The whole country is talking about what’s happened, about these days of no rain, but where the earth is flooded with tears. A people in mourning, that’s what it all feels like when you walk the streets. Then we get to the gates at L’Arche, eyes sore from seeing chaos, ears drained from hearing the talk of death, bodies dehydrated because of the lack of water in the city, baked like little hot rolls, in the sun of the Caribbean. We barely get through the gate and our pulse slows, our head lightens. Outside, “c’est le bordel” (“it’s a mess”), as my old uncle Henri used to say. People are sleeping in the streets, with what few things they still have—often, that means their surviving children and the clothes on their backs. In fact, it’s not complicated; outside, there are people everywhere! Then we come into the grounds of the community. Dozens and dozens of people are staying here: neighbours, the friends, the assistants, their relatives. A calm reigns here, like one of the rest stops on the road to Compostela. Everyone inside is busy, however. There are meals to prepare twice a day; the grounds have to be cleaned and prepared to accommodate the cooking, the outdoor rooms, the bathroom, a corner to wash clothes ... We look after the friends, or they look after us—it depends on what time it is. And we talk about our friends ...
It is so hard to understand what happened a few days ago in Haiti—how can I explain it simply? Especially to people who are intellectually disabled? How can I help them comprehend an incomprehensible situation? Ha! We forget, too often, that these are people of the heart before they are people of the head. What we feel, they feel too, and when we communicate things through the way we act, they get it, better than anybody else does. More than that! Even though their routine has been so dramatically shaken up, they are the ones who are adapting most easily. For some, like Samuel, the life of a gypsy—without a fixed address—is a matter for celebration. For another, like Bernadette, this is a time of prayer and of gatherings. For Joseph, it’s a time for work, where each rock moved is another step forward in cleaning up the grounds. They are discovering their own usefulness, and their own personal space in a home they now have to share with dozens of other people. Nothing is easy, not for them, nor for the assistants, but the survival of each person, especially mental survival, depends on the bonds we are developing with the community, and with the folks who are now part of it.

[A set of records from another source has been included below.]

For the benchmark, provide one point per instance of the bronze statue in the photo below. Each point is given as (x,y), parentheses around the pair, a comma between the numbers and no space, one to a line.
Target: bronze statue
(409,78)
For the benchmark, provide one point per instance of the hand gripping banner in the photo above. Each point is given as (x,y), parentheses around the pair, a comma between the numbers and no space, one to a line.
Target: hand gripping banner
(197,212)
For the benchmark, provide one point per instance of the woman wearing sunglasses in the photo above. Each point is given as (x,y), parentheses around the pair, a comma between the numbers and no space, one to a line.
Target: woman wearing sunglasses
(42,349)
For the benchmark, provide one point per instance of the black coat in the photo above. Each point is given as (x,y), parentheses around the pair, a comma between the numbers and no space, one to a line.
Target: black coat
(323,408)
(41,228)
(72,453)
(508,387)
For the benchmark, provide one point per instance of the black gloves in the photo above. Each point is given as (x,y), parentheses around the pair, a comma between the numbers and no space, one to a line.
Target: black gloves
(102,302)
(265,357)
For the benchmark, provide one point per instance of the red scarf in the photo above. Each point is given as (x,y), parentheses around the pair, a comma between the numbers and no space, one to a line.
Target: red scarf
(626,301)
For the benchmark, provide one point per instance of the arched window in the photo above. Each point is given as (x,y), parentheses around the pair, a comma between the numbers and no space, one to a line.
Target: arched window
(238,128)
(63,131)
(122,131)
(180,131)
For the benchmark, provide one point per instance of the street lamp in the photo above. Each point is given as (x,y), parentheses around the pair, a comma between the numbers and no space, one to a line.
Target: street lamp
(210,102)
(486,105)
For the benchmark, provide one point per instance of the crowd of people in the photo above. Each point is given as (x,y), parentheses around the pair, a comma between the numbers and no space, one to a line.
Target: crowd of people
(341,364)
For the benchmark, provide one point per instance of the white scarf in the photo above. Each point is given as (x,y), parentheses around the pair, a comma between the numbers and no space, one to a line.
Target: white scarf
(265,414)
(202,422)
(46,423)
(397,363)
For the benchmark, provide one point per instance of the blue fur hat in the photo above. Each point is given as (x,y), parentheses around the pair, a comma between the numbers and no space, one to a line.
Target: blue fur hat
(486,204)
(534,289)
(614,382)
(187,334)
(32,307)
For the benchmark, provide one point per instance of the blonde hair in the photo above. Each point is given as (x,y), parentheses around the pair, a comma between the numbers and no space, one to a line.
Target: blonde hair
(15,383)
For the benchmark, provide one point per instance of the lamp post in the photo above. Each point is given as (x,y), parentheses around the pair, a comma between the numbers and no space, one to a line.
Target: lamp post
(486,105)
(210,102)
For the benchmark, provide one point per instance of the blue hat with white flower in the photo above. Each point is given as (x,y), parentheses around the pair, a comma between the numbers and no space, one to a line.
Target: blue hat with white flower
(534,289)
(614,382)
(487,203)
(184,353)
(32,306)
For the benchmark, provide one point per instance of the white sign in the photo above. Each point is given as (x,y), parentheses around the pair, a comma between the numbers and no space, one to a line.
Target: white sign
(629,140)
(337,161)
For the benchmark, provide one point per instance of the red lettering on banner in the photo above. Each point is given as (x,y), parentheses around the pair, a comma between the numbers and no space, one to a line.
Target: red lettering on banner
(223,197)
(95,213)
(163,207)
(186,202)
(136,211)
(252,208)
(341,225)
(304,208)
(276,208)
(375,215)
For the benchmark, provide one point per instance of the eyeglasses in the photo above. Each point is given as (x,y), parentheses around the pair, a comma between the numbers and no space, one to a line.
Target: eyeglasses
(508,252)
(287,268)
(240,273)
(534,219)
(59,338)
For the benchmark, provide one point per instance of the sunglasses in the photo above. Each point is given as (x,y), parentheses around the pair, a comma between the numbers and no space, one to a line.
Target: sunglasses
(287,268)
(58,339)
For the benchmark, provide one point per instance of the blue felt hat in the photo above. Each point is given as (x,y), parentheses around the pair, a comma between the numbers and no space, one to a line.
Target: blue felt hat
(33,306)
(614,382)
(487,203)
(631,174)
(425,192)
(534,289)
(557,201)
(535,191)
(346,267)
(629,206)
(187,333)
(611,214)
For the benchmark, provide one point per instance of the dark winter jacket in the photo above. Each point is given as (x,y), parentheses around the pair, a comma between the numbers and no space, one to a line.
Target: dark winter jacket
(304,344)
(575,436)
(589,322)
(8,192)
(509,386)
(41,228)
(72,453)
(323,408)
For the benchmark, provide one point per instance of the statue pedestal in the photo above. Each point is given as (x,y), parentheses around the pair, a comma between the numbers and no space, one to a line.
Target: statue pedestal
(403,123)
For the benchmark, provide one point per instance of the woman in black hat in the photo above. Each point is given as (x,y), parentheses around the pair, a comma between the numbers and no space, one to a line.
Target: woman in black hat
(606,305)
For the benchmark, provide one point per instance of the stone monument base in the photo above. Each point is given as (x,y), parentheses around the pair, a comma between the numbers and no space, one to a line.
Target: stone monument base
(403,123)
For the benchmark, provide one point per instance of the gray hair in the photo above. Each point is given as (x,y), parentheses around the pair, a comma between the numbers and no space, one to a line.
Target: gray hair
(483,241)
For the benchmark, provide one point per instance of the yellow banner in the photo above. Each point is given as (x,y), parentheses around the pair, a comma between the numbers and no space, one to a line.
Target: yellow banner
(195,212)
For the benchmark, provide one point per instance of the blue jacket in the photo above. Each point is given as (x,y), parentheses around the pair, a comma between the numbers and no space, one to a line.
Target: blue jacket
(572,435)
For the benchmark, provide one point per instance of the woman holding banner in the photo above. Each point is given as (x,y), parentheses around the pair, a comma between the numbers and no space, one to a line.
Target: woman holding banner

The needs are overwhelming—for the coming days, the coming weeks, and the coming months, too. You need to be generous. Because we have an entire community to rebuild and, to date, in the history of this country, the State has never been able to respond to the needs—even the most basic needs—of people who are disabled.
Speaking of disabilities, I have a bad feeling when I walk down the streets of Port-au-Prince; I don’t see one person who is disabled. It’s a foreboding feeling that those who are so often hidden away, rejected, forgotten, those who don’t have a voice, that they are now victims of their marginalized status. Is it really possible that here, where an estimated 10% of the population are people with disabilities, we would see only a handful hanging around the streets, looking for water or food? It’s only a nagging suspicion, an idea that comes to me when I walk among the ruins ... that people affected by a disability—physical or intellectual, have maybe, just maybe, been the first victims in this tragedy.
Will a country trying to rebuild itself be prepared to do it with the ones who are most marginalized?
For now, L’Arche is mourning the loss of two members of the Board of Directors: Schella and Marie-Cecile.
For the time being, L’Arche is trying to survive, having lost two homes.
And before we rebuild, we are going to be discovering a new community life —and that in itself is an enormous challenge.